The family continues to have a stake, estimated by one source at about ten million dollars, in the Fremont Group, a private investment company, on whose board of directors sits another former Secretary of State, George Shultz. Much of the family's private banking is handled by Citigroup, which is chaired by former Treasury Secretary Robert Rubin. The family has equity investments with Merrill Lynch and Goldman, Sachs. Among the family's business partners is General Electric. A spokesman for Jack Welch, the chairman of G.E., says that the family threw a party for him in the nineteen-nineties in Saudi Arabia, and that Welch "considers them good business partners." One American diplomat says, "You talk about your global investors, it's them. They own part of Microsoft, Boeing, and who knows what else." Others note that the family has been awarded contracts to help rebuild American military installations, including the Khobar Towers, which were damaged in a terrorist attack that killed nineteen servicemen in 1996.

The family's embrace of the West occurred as many in Arab intellectual circles were recoiling from it. Yossef Bodansky, in his biography of bin Laden, writes that the sudden increase in wealth among the Saudi élite, and the concomitant exposure to the West, "led to confusion and a largely unresolved identity crisis resulting in radicalism and eruptions of violence." Osama, who was born in 1957 and was raised largely in the seaport of Jidda, would have been bombarded by anti-Western material from Egypt, which, by 1977, when Anwar Sadat was making a separate peace with Israel, had become a center of radical dissent. In Saudi Arabia, meanwhile, King Faisal was assassinated, in 1975, by a worldly nephew, an act that further stoked suspicions of the West. Bin Laden has cast himself as a messianic religious authority, but his degrees are in civil engineering and economics. Several sources close to the family hint that Osama had wanted to play a major role in the company after college but was marginalized by other brothers, either because he lacked business skills, as one source contends, or because he tried to mount an unsuccessful takeover from his elder brothers. "He started picking fights in the family business having to do with management control," an American friend of the family said. Either way, bin Laden was not welcomed at the helm of the Saudi Binladin Group.
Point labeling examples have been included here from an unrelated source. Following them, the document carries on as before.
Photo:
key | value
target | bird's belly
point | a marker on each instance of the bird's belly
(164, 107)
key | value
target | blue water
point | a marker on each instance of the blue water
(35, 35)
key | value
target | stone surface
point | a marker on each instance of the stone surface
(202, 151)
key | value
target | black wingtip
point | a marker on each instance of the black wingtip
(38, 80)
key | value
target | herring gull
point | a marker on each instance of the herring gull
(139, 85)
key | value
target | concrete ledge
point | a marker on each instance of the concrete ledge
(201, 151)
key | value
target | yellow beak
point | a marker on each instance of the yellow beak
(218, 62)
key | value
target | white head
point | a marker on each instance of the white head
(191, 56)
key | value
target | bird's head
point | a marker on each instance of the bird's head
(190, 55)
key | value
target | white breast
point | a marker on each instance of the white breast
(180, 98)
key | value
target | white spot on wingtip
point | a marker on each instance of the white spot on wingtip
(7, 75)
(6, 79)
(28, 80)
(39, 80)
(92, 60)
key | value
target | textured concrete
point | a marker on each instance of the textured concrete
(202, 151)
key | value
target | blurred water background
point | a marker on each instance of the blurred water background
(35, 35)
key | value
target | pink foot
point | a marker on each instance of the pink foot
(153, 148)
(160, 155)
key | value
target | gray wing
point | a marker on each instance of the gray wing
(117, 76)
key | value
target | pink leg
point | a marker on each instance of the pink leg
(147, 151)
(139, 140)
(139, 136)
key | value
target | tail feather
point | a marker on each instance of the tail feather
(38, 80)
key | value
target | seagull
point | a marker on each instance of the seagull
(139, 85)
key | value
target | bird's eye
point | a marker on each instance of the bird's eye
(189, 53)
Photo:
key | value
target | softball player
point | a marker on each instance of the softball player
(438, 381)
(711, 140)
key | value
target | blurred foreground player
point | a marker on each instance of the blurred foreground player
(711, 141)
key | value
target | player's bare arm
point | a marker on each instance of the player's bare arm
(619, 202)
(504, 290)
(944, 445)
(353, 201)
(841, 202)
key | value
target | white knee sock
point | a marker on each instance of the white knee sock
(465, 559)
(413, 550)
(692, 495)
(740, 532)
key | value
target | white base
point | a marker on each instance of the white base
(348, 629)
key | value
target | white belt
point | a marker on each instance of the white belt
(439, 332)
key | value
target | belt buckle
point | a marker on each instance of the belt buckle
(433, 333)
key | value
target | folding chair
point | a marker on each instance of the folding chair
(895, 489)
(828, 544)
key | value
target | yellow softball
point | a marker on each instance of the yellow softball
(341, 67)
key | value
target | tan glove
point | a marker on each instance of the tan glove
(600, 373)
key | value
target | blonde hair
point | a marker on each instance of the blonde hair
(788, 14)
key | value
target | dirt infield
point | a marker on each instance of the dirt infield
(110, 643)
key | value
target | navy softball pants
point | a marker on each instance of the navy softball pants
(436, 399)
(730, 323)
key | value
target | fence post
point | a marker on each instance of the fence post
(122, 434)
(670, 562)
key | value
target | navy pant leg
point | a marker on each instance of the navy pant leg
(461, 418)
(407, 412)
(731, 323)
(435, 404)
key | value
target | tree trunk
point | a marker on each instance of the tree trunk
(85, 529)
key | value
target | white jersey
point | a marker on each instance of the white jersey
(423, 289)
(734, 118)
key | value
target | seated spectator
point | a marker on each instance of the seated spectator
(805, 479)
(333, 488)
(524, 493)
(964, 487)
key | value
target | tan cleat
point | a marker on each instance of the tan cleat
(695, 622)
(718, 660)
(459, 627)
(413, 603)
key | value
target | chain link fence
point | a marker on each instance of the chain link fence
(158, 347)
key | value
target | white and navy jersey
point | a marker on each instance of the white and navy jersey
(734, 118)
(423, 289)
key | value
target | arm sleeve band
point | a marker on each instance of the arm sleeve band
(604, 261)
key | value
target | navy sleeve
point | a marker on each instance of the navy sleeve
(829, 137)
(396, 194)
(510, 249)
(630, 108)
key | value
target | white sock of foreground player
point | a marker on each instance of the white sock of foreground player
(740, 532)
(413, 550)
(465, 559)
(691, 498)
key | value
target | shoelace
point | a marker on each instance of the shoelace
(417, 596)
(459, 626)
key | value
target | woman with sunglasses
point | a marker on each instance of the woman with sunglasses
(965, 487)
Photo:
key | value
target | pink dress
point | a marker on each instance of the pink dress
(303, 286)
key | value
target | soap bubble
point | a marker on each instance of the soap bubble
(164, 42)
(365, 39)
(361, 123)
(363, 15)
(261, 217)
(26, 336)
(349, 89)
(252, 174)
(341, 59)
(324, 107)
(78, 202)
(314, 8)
In early 1979, as he was finishing college, the Islamic revolution in Iran overthrew the Shah; the following November, the radical movement swept into Saudi Arabia itself, with the takeover of the Grand Mosque in Mecca by armed Islamic extremists. (It has been reported that one of Osama's half brothers was arrested as a sympathizer of the takeover but was later exonerated.) The Soviet invasion of Afghanistan that same year gave Osama new direction and purpose. On the advice of the royal family, he threw himself into providing financial, organizational, and engineering aid to the mujahideen, who were also heavily funded by the United States. In 1989, he returned home to Saudi Arabia a hero. But, in 1990, when American troops came to the aid of Saudi Arabia, after Iraq invaded Kuwait, bin Laden turned against the throne for inviting infidels into the Islamic holy land. He had hoped to persuade the Saudi government to let him organize a Pan-Arab force, as he had in Afghanistan. But, in an interview with "Frontline," Prince Bandar, the Saudi Ambassador to the United States, said that when he first met bin Laden, in the nineteen-eighties, "I thought he couldn't lead eight ducks across the street."

When bin Laden turned against the United States, his fortune was still interwoven with the family's, which was invested in many American businesses. "It's not as cynical as it sounds," Jack Blum, a former special counsel to the Senate Foreign Relations Committee, said. "I've met some of the bin Ladens. They're quite nice. You'd have no problem at dinner with them. They are themselves conflicted. They are a contradiction. If you tried to peer into their souls, you'd see two of them."